Studies of the brain are increasingly suggesting that the brain is not only "wider than the Sky" but also wider than the "self", at least in the sense of one's experience of oneself and of its elaboration. Much (perhaps most) of what goes on in the brain occurs with no experience of oneself at all, despite its enormous impact on one's behavior. This, of course, parallel's Freud's seminal insight. It can also usefully extend that insight. The neurobiological "unconscious" is not simply the repressed detritus of consciousness; it is instead a rich, generative, and highly adaptive system in its own right, one which almost certainly predates consciousness both phylogenetically and ontogenetically, and one which has a variety of skills and abilities superior to those of consciousness.
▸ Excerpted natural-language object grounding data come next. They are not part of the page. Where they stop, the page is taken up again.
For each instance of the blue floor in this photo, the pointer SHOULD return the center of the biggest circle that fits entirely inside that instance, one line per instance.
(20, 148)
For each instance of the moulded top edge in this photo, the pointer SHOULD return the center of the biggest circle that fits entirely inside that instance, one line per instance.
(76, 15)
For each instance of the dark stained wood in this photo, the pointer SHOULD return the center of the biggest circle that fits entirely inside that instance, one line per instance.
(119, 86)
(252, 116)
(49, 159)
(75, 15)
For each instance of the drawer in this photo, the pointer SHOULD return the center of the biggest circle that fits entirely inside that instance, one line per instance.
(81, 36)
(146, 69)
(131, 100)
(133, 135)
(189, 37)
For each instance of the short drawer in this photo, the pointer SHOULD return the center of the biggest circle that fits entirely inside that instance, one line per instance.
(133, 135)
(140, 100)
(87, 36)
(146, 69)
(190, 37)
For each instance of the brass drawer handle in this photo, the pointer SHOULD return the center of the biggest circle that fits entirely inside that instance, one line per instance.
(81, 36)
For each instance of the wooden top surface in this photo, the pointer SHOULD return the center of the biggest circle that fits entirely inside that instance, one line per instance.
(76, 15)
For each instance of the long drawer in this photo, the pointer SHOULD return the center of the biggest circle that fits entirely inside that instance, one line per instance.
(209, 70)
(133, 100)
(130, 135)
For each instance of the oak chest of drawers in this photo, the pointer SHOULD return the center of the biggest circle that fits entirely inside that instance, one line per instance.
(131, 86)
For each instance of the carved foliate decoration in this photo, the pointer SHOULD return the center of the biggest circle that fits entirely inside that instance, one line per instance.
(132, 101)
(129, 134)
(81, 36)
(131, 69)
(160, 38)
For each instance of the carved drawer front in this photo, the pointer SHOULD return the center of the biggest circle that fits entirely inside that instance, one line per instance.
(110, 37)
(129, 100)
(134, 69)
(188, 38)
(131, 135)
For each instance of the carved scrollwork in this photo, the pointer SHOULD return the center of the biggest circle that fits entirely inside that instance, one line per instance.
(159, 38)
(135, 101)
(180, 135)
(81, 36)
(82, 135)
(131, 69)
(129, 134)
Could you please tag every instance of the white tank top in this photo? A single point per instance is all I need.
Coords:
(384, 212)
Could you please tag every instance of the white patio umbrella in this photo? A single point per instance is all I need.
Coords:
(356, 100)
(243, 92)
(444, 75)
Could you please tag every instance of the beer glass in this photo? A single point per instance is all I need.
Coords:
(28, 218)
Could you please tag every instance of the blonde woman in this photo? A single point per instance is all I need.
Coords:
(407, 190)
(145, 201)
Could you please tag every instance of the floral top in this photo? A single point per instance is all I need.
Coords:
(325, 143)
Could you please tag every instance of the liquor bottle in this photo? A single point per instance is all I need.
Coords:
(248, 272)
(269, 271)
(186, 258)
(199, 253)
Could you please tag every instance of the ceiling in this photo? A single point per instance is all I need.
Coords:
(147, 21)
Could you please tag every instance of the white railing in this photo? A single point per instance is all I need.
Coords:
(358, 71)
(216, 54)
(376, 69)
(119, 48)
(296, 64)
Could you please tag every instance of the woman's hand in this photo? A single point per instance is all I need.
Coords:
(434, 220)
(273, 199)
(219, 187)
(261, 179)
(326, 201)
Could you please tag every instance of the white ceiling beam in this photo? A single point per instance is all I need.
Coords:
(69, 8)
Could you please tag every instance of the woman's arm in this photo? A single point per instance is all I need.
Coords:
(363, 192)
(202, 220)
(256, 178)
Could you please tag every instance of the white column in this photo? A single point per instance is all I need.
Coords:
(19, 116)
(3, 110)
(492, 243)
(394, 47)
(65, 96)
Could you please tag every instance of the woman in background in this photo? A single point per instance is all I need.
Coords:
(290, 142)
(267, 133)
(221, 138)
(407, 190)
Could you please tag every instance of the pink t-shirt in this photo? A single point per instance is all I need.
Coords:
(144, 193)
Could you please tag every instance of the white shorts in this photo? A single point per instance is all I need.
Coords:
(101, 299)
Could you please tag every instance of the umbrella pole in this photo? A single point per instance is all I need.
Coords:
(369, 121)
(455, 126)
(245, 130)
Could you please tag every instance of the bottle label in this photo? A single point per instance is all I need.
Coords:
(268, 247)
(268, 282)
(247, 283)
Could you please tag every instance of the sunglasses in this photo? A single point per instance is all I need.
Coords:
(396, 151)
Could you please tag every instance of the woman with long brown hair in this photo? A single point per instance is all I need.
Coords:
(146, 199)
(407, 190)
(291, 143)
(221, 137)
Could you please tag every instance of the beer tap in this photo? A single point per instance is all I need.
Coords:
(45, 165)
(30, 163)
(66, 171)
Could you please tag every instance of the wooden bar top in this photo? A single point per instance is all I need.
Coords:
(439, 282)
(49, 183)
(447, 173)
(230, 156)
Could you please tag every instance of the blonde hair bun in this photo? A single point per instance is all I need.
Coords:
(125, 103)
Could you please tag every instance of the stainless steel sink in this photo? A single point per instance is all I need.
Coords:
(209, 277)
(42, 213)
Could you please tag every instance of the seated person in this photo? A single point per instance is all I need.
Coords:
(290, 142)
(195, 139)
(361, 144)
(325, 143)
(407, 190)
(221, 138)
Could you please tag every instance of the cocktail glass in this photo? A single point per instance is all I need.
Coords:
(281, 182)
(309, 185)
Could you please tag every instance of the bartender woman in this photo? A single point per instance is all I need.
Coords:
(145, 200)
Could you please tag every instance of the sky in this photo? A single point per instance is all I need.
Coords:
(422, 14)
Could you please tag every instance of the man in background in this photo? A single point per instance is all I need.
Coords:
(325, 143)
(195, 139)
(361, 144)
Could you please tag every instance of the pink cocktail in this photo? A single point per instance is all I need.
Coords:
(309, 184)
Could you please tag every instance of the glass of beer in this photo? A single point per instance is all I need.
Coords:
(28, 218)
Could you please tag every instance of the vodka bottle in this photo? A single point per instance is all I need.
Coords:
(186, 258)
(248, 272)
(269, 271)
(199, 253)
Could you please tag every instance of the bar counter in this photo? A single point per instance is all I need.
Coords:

This perspective in turn poses some new questions about both consciousness and the interactions between the conscious and the unconscious. What is consciousness for? What distinctive attributes does it have, and how are unconscious and conscious processes related to one another? An intriguing possibility, currently emerging in neurobiology, is that consciousness bears the same relation to the unconscious that the unconscious bears to the outside world: the unconscious is constantly constructing and reconstructing models to account for interactions between the organism and the world outside, and conscious processing is similarly constantly building models to account for the unconscious. Perhaps there is in the latter an insight into what "self" is in brain terms, and also a basis in normal brain function for the interrogation of the unconscious by consciousness which is at the core of psychoanalysis. If so, Emily's thought that the brain is THAT big is even more impressive as a prediction of understandings to come.

Was Emily right? Perhaps, and perhaps not. Only time will tell. But there is, it seems to me, nothing whatsoever to fear in her suggestion that the brain could indeed be the repository of all that it is to be, and to experience being, human. And there is potentially a great deal to gain, for both psychoanalysis and neurobiology, by sharing the exploration of that possibility. New insights into the nature of the self, and perhaps new directions in therapeutic practice as well, are not inconceivable outcomes of such a collaboration. Neither all psychoanalysts nor all neurobiologists will find it worthwhile to explore this turf, but I'm excited about doing so, and pleased to share the exploration with others. With ease.